Sitting as near-Rhode Island royalty with a strong second place finish at the WBRU Rock Hunt under their belt, Eric & The Nothing have molded themselves into the kind of hometown band everyone loves just for being themselves. With a foot in the throwback, “studio-magic” sound of doo-wop, Eric & The Nothing leans on an approachable and raw garage rock sound born out of playing live, being honest, and getting it right.
“I think all of us have a huge appreciation and respect for later styles of rock and we also have a wide spectrum of influences that we like to pull from,” singer-songwriter Eric Shane says. “We’ve described ourselves as ‘doo-wop’ in the past and there are definitely a few songs that fall under that umbrella, but we have many others that don’t at all. That era just has such a great sound.”
Starting out as a trio featuring Billy Moretti on drums and Chuck Perry on bass, Eric & The Nothing went through an evolution of player changes before arriving at a line-up that pushed the band to record a full-length album.
“I’m playing with some seriously talented friends, these guys are the real deal,” Shane gushes. “All of these guys are seasoned vets. Bob Giusti on drums is a RI Hall of Fame-certified boss. On bass we have the one and only Joe Principe. Billy and I have been working on this since the start, we bounce ideas off each other and he is now bringing some great guitar work and doo-wop vocal harmonies. We’ve evolved to our final form.”

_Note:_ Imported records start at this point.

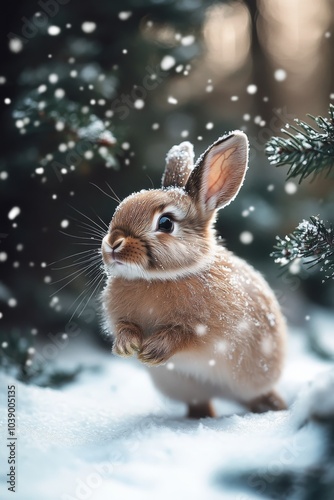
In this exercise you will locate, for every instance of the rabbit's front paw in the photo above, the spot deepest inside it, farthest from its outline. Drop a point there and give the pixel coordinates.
(155, 351)
(128, 340)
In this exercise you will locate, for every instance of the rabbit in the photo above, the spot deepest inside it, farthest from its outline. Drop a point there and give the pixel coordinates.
(205, 322)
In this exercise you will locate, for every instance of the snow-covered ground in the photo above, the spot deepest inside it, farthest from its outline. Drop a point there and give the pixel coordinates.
(111, 435)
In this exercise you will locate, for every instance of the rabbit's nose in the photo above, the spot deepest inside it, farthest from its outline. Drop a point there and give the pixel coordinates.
(105, 246)
(117, 244)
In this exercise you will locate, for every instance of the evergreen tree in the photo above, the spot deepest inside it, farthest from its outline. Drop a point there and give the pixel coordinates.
(308, 152)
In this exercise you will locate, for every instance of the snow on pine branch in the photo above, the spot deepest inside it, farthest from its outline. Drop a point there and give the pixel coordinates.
(312, 242)
(306, 150)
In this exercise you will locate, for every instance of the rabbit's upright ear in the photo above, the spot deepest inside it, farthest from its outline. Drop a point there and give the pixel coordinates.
(219, 172)
(179, 164)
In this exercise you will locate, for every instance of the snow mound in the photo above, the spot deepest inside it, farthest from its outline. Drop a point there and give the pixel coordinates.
(112, 435)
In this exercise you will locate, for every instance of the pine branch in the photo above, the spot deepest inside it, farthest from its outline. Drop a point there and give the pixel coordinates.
(312, 242)
(306, 150)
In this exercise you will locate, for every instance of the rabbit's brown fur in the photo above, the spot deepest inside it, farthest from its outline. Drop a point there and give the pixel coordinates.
(205, 321)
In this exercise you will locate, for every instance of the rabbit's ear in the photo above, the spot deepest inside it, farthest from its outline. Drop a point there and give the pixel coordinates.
(219, 172)
(179, 164)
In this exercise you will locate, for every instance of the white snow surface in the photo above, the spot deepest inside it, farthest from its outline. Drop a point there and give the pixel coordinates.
(111, 435)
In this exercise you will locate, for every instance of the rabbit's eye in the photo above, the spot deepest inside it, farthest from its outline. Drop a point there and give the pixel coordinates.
(165, 224)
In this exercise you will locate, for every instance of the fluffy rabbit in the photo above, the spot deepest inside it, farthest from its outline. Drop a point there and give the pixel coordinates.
(205, 321)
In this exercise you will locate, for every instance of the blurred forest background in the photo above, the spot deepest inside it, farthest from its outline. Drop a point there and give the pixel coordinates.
(97, 92)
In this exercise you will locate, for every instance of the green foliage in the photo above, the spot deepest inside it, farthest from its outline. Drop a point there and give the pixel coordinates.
(307, 150)
(311, 241)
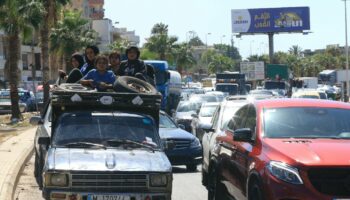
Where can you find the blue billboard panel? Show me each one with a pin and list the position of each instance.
(266, 20)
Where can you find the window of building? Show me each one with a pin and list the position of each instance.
(25, 61)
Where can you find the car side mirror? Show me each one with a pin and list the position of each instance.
(206, 127)
(36, 120)
(169, 145)
(44, 141)
(243, 135)
(182, 126)
(194, 115)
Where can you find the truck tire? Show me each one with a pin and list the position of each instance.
(133, 85)
(73, 87)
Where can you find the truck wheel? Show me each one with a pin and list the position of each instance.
(73, 87)
(191, 167)
(133, 85)
(255, 192)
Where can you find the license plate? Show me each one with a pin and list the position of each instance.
(108, 197)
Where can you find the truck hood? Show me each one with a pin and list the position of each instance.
(175, 133)
(69, 159)
(309, 152)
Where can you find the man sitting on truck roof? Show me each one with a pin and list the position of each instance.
(99, 78)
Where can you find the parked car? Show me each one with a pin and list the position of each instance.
(202, 119)
(184, 111)
(101, 146)
(186, 149)
(283, 149)
(25, 96)
(218, 125)
(5, 106)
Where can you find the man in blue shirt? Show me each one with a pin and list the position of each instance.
(99, 78)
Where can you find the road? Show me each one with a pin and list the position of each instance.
(186, 186)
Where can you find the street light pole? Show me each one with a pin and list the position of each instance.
(221, 38)
(346, 52)
(206, 40)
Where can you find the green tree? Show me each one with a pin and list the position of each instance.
(148, 55)
(295, 50)
(195, 41)
(160, 42)
(120, 45)
(18, 17)
(51, 8)
(183, 57)
(70, 35)
(220, 63)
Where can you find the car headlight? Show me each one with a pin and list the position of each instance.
(56, 179)
(158, 180)
(284, 172)
(195, 143)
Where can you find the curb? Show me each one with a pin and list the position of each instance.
(12, 176)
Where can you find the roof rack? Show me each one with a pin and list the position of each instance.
(77, 95)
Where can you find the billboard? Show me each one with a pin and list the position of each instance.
(267, 20)
(253, 70)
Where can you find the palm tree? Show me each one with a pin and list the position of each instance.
(160, 42)
(18, 18)
(295, 50)
(160, 28)
(70, 35)
(50, 15)
(183, 56)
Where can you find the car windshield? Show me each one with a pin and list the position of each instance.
(307, 122)
(166, 122)
(228, 111)
(187, 107)
(99, 127)
(161, 77)
(232, 89)
(204, 98)
(5, 100)
(207, 110)
(275, 85)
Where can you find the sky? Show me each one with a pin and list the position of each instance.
(327, 21)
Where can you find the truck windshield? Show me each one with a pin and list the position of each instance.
(161, 77)
(274, 85)
(307, 122)
(98, 127)
(232, 89)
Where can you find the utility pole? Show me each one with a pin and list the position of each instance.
(346, 52)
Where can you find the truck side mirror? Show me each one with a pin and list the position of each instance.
(44, 141)
(168, 75)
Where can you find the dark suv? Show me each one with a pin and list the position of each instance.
(283, 149)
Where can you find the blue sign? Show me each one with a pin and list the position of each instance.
(267, 20)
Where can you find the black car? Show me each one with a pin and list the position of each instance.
(186, 150)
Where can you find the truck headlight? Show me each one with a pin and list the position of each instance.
(284, 172)
(158, 180)
(195, 143)
(56, 179)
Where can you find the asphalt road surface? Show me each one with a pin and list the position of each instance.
(186, 185)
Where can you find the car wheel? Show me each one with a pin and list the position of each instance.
(191, 167)
(36, 165)
(255, 192)
(133, 85)
(216, 189)
(204, 178)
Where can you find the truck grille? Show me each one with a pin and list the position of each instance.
(331, 181)
(110, 182)
(180, 143)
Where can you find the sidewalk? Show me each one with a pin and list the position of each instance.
(14, 153)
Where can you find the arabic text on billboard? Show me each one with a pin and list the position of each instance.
(253, 70)
(293, 19)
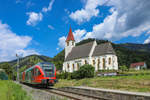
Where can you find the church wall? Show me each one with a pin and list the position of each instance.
(110, 65)
(77, 63)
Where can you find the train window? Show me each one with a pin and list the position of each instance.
(48, 72)
(39, 73)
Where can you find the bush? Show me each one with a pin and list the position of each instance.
(123, 68)
(85, 71)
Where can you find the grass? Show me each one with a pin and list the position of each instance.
(140, 83)
(136, 72)
(11, 91)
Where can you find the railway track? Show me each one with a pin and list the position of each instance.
(73, 95)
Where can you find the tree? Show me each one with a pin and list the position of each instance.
(8, 70)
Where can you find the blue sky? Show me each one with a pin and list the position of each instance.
(41, 26)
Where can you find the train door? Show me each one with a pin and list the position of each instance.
(37, 75)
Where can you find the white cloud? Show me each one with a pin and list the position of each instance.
(18, 1)
(51, 27)
(78, 35)
(86, 13)
(46, 9)
(147, 40)
(123, 21)
(10, 43)
(34, 18)
(127, 18)
(24, 53)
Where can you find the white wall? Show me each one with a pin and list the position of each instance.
(69, 48)
(113, 65)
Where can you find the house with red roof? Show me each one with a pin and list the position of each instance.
(138, 65)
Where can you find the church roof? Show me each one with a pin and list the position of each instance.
(80, 51)
(102, 49)
(70, 36)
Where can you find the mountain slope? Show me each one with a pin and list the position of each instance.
(127, 53)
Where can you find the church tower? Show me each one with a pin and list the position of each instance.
(70, 43)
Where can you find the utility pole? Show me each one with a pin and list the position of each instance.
(17, 67)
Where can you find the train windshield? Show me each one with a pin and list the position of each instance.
(48, 70)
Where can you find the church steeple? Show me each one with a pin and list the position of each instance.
(70, 43)
(70, 35)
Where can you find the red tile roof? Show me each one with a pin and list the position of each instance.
(137, 64)
(70, 36)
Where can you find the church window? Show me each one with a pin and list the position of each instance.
(67, 43)
(85, 61)
(104, 63)
(68, 66)
(73, 67)
(77, 66)
(93, 62)
(98, 64)
(109, 61)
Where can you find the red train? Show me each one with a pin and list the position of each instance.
(43, 74)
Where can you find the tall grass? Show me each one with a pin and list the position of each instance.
(11, 91)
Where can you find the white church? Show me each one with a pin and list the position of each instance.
(102, 57)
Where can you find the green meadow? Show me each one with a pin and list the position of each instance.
(138, 83)
(11, 91)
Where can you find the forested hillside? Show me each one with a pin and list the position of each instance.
(127, 54)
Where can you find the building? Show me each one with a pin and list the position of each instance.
(138, 66)
(100, 56)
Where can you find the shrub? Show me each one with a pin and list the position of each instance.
(123, 68)
(85, 71)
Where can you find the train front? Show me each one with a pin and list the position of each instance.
(49, 70)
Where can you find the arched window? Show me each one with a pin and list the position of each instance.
(77, 66)
(98, 64)
(68, 67)
(85, 62)
(93, 62)
(109, 60)
(67, 43)
(104, 63)
(73, 67)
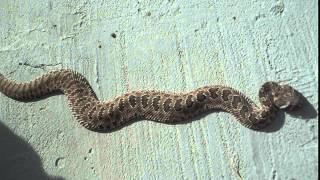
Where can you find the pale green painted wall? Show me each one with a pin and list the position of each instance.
(173, 45)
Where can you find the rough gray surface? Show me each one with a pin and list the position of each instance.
(167, 45)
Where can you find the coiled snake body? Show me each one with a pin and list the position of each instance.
(152, 105)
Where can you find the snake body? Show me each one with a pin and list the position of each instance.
(158, 106)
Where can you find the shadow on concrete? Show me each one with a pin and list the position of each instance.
(18, 160)
(306, 111)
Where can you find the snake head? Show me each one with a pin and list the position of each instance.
(286, 97)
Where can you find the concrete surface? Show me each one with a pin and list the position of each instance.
(174, 45)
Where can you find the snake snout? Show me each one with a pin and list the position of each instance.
(287, 98)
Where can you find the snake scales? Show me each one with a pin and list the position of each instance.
(153, 105)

Eric & The Nothing has been playing many of the songs on their self-titled debut – which drops the night before Thanksgiving – for the better part of two years, and in that live atmosphere the band has cultivated an intimacy with both the songs and the sound of their band. At an Eric & The Nothing live show, the vibe and reverbed lushness of their sound is almost a band member in itself.

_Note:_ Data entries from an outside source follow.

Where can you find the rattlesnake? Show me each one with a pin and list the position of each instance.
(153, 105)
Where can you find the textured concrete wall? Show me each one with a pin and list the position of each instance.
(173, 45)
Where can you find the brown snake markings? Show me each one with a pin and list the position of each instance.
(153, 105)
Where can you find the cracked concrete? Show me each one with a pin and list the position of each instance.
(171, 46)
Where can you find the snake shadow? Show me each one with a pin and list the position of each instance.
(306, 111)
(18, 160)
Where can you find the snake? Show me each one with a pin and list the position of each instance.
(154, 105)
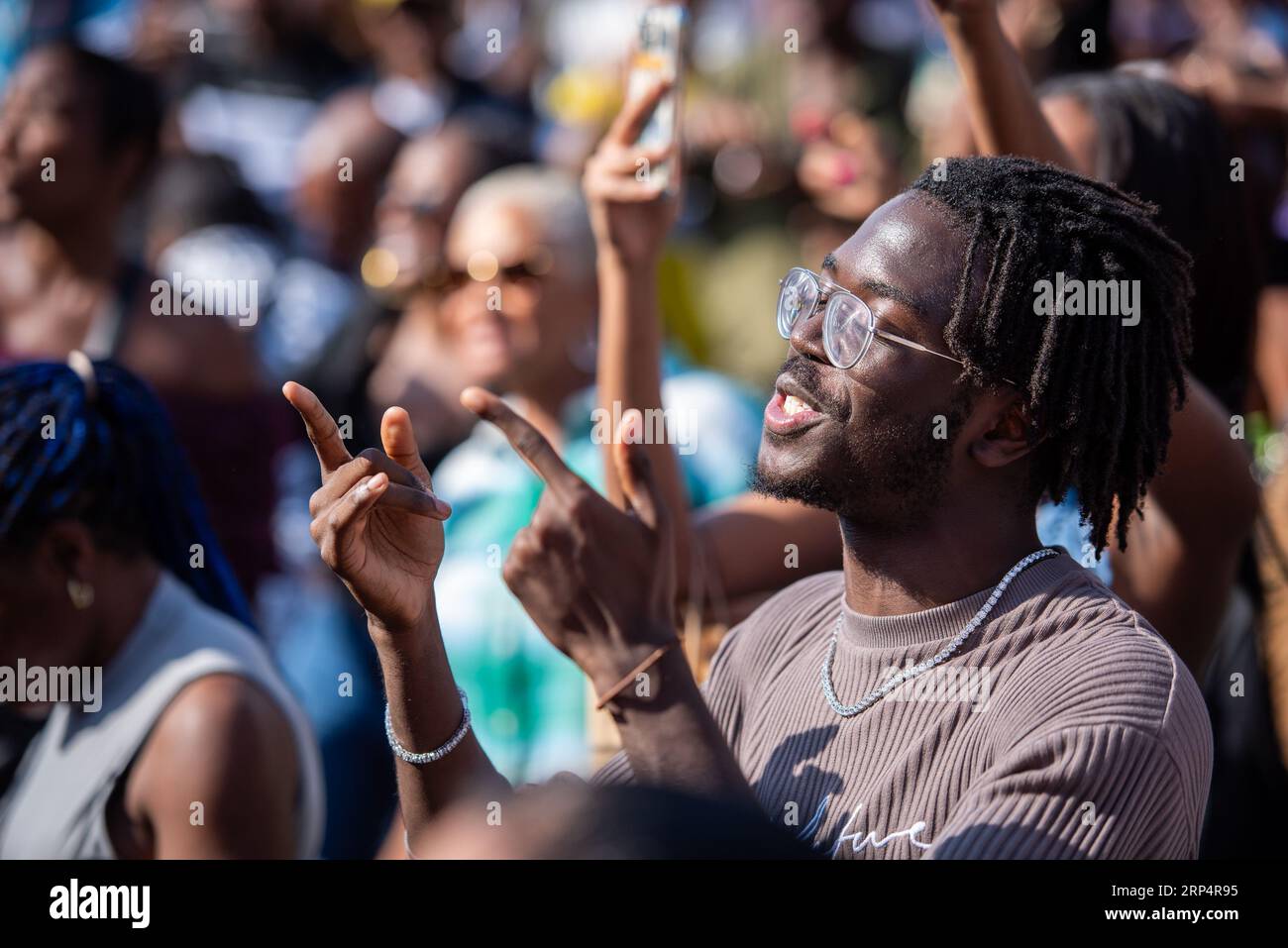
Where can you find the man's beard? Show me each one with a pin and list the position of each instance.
(892, 473)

Eric & The Nothing further intrigues with a cult-like collection of lyrics and references with Easter eggs worthy of any obsessed following. Science fiction themes bubble up in Eric’s writing right alongside more serious contemplations on love and loss. What is most apparent is the earnestness in the plain-spoken lyrics.
“I think when you're writing about something that makes you feel a well of emotions, it can and should pour right out into the song so that someone who hears it can instantly understand and even identify with it,” Shane says. “Sometimes it’s an X-Files episode or Twin Peaks that inspires a song... a lot of these songs I wrote just going insane in a basement years ago, so some are about love, life and death, UFO cases, mental health... there’s a variety of themes.”